Поздно вечером я подходила к дому с мыслью о том, не случилось ли чего с родителями.
Отец выходил из своего угла, с трудом волоча больную ногу, и, присаживаясь около стола, подробно расспрашивал меня, как Таня держит себя во время порки. Отец взволнованно слушал, и я чувствовала, что он гордится такой дочерью, как Таня.
Потом он долго молча сидел, и я с болью смотрела на седую, непрестанно качающуюся голову.
Однажды вечером, выслушав меня, он позвал мать и тихо, не глядя на нас, сказал:
— Если с Таней что-нибудь случится — не надо плакать. Мы не должны им показывать своих слез. Пускай не радуются. Таня не хотела бы этого.
А по ночам я слышала, как на кровати ворочался отец. Скрывая от нас горе, он потихоньку до утра плакал.
Последний день я провела с Таней до поздней ночи.
Когда я присела около нее, меня испугали непривычно строгое лицо и плотно сжатые губы. Таня лежала с закрытыми глазами. Я смотрела на покрытые гнойными струпьями распухшие ноги, на огромные синяки под глазами и рассеченную, припухшую губу.
Таня вдруг застонала, заметалась и, привскочив, широко открыла глаза. И теперь в них не было обычной теплоты и ласки.
Она с ужасом оглядывала темные, сырые стены и вдруг, точно поняв, где она и что с ней, тяжело вздохнула и опустила голову на подстилку.

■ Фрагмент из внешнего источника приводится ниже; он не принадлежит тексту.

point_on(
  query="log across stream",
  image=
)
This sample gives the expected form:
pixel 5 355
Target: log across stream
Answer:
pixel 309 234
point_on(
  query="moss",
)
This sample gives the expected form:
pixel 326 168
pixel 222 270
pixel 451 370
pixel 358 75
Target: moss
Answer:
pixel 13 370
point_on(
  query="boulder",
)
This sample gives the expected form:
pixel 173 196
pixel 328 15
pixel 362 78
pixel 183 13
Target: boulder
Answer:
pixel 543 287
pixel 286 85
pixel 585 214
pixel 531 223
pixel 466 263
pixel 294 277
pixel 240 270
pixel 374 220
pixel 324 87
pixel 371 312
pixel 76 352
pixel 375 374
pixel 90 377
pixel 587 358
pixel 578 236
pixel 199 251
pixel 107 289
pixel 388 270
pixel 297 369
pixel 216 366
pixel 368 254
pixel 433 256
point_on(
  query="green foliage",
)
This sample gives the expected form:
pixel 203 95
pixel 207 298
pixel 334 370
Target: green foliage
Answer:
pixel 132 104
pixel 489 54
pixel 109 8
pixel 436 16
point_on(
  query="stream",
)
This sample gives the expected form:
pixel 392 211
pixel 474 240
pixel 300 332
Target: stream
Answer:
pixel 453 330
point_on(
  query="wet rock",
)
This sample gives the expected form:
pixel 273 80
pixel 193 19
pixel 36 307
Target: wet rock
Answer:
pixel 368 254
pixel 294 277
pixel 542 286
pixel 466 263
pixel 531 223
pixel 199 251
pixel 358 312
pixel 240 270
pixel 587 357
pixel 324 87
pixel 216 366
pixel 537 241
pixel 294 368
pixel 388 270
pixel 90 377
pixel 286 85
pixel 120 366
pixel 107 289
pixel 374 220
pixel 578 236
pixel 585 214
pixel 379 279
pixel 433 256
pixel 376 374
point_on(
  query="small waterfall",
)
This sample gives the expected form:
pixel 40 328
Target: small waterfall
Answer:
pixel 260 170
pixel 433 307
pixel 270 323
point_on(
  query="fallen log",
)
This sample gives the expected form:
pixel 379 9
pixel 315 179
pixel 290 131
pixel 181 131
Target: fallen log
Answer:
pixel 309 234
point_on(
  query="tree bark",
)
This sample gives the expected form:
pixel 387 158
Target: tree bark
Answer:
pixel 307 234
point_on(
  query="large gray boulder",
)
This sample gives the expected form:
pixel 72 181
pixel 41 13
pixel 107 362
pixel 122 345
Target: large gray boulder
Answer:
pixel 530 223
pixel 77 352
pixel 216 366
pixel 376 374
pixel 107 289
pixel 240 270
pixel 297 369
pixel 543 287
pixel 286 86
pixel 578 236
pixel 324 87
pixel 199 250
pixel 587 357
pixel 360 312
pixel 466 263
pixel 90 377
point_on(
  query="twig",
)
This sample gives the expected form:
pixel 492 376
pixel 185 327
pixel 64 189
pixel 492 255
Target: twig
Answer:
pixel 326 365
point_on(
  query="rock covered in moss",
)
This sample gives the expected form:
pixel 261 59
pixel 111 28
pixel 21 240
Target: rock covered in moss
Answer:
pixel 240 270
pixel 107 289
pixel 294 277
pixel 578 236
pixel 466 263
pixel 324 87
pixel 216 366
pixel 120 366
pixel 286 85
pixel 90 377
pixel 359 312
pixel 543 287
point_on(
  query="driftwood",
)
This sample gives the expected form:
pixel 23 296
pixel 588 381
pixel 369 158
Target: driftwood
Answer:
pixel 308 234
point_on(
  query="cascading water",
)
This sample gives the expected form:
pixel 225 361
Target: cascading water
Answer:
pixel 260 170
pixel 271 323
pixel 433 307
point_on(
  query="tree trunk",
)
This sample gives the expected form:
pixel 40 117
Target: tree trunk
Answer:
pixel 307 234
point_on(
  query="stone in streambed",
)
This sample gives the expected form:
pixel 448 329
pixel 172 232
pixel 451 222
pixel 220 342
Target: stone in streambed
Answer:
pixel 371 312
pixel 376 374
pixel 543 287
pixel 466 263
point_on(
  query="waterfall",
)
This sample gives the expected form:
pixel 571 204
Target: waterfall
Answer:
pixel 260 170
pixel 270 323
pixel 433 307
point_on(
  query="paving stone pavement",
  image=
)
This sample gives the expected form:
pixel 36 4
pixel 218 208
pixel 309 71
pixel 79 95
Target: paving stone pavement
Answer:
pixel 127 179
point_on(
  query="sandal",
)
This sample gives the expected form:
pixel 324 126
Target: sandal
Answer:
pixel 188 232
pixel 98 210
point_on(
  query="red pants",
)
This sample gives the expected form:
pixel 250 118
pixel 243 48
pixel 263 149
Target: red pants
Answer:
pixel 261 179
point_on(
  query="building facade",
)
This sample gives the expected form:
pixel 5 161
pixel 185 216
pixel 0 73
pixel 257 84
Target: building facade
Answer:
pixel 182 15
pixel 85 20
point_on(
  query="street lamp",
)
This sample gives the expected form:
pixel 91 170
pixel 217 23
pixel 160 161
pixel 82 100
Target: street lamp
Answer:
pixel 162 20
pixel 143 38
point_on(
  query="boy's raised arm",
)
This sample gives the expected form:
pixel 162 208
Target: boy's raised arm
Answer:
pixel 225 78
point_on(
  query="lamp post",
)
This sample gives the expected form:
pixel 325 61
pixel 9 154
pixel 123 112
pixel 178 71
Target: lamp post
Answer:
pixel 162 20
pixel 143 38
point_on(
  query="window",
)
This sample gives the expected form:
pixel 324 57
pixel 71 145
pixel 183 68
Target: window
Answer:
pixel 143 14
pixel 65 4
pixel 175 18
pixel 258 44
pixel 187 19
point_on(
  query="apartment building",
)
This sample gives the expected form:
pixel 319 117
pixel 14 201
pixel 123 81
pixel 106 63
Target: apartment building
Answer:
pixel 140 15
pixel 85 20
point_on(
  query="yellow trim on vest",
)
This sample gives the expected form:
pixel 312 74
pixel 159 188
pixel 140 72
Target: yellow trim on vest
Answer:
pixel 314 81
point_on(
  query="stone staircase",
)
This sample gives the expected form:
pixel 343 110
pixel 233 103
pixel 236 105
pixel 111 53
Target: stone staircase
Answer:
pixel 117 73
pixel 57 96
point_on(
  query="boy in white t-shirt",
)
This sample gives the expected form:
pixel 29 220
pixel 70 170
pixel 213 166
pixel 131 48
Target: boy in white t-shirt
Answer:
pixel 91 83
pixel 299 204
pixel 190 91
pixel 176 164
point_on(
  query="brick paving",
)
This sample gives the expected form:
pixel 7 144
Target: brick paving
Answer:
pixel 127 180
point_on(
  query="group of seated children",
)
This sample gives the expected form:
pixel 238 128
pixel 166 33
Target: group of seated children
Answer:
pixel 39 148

В первый и последний раз в жизни я увидела в ее глазах безграничную тоску и только теперь совершенно ясно поняла, как горячо и безудержно хотелось Тане жить.
Заметив меня, она необычайно обрадовалась и, крепко схватив мои пальцы, приложила их к горячему лбу.
Ей, видимо, было невыносимо тяжело.
Сквозь разорванное платье я видела грудь, ноги и все тело Тани в кровоподтеках и ранах. Многие были глубокими. Они, должно быть, сильно мучили ее.
Я вытащила захваченный из дома бинт и хотела перевязать раны.
Таня открыла глаза, чуть заметно улыбнулась и слабо закачала головой.
— Не надо, тихо сказала она. — Теперь уже бесполезно, — и вдруг, схватив край рубахи, резко дернула его — хлынула яркая струя крови.
Таня глухо застонала.
Я не спускала взгляда с бледного лица.
— Зачем ты себя мучаешь? — вырвалось у меня.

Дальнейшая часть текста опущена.